The dinner table at Mom's place hadn't changed—same scratched wooden surface, same mismatched chairs, same smell of oregano and sofrito mixing with fresh bread. But the envelope I'd placed next to her plate held something that would change everything: the deed to a brownstone in Park Slope, paid in full. In my previous timeline, it had taken another decade to move her out of the Bronx.
"Mi hijo," Maria said, spooning more rice onto my plate despite my protests, "you're too skinny. These fancy studios don't feed you right?" Her eyes flickered to the envelope but didn't touch it. She'd grown suspicious of my success—not of its legitimacy, but of its speed. Sometimes I caught her watching me with a look that said I'd become a stranger wearing her son's face.
"The studios feed me fine, Mom. But nothing beats your cooking." I took another bite of pot roast, letting the familiar flavors ground me in the present. "How's the hospital?"
She wiped her hands on her apron—the same one she'd worn in both timelines, its flower pattern faded from a thousand washes. "Dr. Martinez asked about you today. Said he heard your song on the radio." Pride and worry warred in her voice. "His daughter wants to be a singer now. I told him, 'My Marcus, he worked hard for years—'"
"Mom." I set down my fork. "About that. There's something on the table for you."
The envelope sat between us like a confession. In my first life, I'd waited too long to take care of her, too caught up in the industry's undertow. I watched her hands—strong hands, nurse's hands—shake slightly as she opened it.

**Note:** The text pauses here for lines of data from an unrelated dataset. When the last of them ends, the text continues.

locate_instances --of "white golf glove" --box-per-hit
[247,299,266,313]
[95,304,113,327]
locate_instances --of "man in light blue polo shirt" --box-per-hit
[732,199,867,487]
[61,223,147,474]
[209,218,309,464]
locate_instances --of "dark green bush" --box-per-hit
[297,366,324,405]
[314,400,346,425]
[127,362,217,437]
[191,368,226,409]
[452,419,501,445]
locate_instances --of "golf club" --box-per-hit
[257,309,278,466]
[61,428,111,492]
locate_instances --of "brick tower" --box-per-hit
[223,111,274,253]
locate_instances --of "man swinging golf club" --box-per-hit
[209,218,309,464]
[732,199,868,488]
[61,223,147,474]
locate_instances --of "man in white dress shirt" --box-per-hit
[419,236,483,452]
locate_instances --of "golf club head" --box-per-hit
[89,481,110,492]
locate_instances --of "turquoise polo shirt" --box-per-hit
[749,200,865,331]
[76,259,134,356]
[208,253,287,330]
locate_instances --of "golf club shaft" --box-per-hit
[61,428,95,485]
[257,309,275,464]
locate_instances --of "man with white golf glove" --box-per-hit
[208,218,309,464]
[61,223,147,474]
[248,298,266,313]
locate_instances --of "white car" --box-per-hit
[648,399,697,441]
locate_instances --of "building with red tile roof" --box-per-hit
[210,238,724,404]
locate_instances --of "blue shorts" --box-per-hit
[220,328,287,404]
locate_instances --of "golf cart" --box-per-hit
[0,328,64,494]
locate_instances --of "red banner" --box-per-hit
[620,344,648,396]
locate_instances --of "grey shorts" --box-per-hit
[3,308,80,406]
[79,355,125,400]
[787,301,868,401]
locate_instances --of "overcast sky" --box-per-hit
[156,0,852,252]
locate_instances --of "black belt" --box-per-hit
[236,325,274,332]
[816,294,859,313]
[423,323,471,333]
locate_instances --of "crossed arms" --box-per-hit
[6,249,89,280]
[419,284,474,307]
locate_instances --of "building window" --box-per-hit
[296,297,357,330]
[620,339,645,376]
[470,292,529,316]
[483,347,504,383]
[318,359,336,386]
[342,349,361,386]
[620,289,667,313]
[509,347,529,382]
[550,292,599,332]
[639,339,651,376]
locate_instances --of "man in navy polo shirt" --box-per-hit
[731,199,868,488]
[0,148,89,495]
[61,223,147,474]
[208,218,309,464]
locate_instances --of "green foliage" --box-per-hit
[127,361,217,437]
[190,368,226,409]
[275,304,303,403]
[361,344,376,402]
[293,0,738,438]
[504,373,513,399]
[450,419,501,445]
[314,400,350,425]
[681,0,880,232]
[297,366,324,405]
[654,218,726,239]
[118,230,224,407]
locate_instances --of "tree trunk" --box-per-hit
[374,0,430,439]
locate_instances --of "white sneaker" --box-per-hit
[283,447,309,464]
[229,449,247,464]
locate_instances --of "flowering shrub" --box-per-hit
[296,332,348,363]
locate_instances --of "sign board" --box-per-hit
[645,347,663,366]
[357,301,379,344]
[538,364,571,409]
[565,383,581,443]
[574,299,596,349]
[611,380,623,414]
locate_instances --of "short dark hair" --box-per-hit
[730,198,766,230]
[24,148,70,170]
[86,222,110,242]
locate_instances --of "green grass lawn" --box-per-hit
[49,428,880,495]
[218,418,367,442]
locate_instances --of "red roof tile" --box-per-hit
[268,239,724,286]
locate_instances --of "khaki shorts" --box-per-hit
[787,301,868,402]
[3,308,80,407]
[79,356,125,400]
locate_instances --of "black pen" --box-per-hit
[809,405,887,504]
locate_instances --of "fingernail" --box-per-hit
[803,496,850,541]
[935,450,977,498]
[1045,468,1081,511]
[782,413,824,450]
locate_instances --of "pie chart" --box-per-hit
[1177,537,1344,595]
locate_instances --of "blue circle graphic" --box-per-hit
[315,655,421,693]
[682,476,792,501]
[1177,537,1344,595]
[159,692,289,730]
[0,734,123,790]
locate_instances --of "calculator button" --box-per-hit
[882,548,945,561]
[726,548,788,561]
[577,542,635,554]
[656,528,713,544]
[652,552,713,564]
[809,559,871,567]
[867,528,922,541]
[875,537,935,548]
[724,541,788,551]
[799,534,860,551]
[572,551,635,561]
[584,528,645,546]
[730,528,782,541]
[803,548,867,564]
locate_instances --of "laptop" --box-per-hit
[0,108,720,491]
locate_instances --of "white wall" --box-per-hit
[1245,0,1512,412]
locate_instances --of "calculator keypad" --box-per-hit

"Marcus." Her voice dropped to a whisper. "This is..."
"Park Slope. Three stories. Garden in the back." I swallowed hard. "The neighborhood's good. Close to better hospitals, if you want to transfer. Or..." The next words stuck in my throat. In both timelines, I'd never dared suggest it. "Or you could retire early. The foundation I'm starting—"
"Foundation?" Those sharp mother's eyes found mine. "Marcus Johnson, what aren't you telling me?"
Everything, I wanted to say. That I'd lived this life before. That I'd watched her work herself to exhaustion for another fifteen years. That in another timeline, I'd stood by her hospital bed making promises too late to matter.
Instead, I said, "I just want to take care of you, Mom. The way you always took care of me."
She studied the deed again, her fingers tracing the address. "This kind of money, this fast... people will talk."
"Let them." I reached for her hand. "Everything's legal. Everything's clean. I just... I know where music is going. What it's worth. And I'm not waiting to prove it."
The clock on her wall ticked in the silence—the same clock that had counted out my childhood hours, now marking time in a rapidly diverging timeline. Outside, a car stereo played the hook from Beyoncé's single, our shared secret floating up six stories to her window:
*Time bends like silver in the night
Yesterday's dreams turn to gold...*
"There's something different about you lately," Mom said finally. "Since last year. Like you grew up overnight." She touched my cheek, the way she used to when I had fever dreams as a child. "Sometimes you look at things like... like you're remembering them instead of seeing them for the first time."
My heart stuttered. Of everyone in this timeline, she would be the one to notice. Mothers carried their own kind of time travel, after all—always seeing their children across the years.
"I had to grow up sometime," I said softly. "Had to learn what matters."
She folded the deed carefully, squaring its corners with the precision she used for hospital charts. "This house... you're sure?"
"As sure as I am that you deserve it." I managed a smile. "Besides, the kitchen's twice this size. Think of all the pot roast you could make."
She laughed then, the sound cutting through years of worry—both lived and unlived. "Ay, dios mío. My son, the big producer, still only thinks about his stomach."
But when she hugged me goodbye later, her arms held on a moment longer than usual. Perhaps she sensed the weight of futures altered, of time rewritten. Or perhaps she simply knew, as mothers do, that her son was carrying something heavier than success.
I walked back to my car through streets that felt simultaneously foreign and familiar. Tomorrow, Rico would start booking the sessions that would reshape the next decade of music. Beyoncé's team would send the contract that would intertwine our destinies ahead of schedule. The industry would continue its evolutionary leap forward, guided by knowledge it didn't know it was receiving.
But tonight, I'd given my mother the key to a better future—one that wouldn't cost her another fifteen years of night shifts and worried prayers. Some changes to the timeline were worth any price they might demand.
The car stereo came to life with another one of my productions, its carefully buried innovations already influencing a generation of producers. I let it play as I drove through the Bronx night, each note a stepping stone between the future I'd left and the one I was building, one track at a time.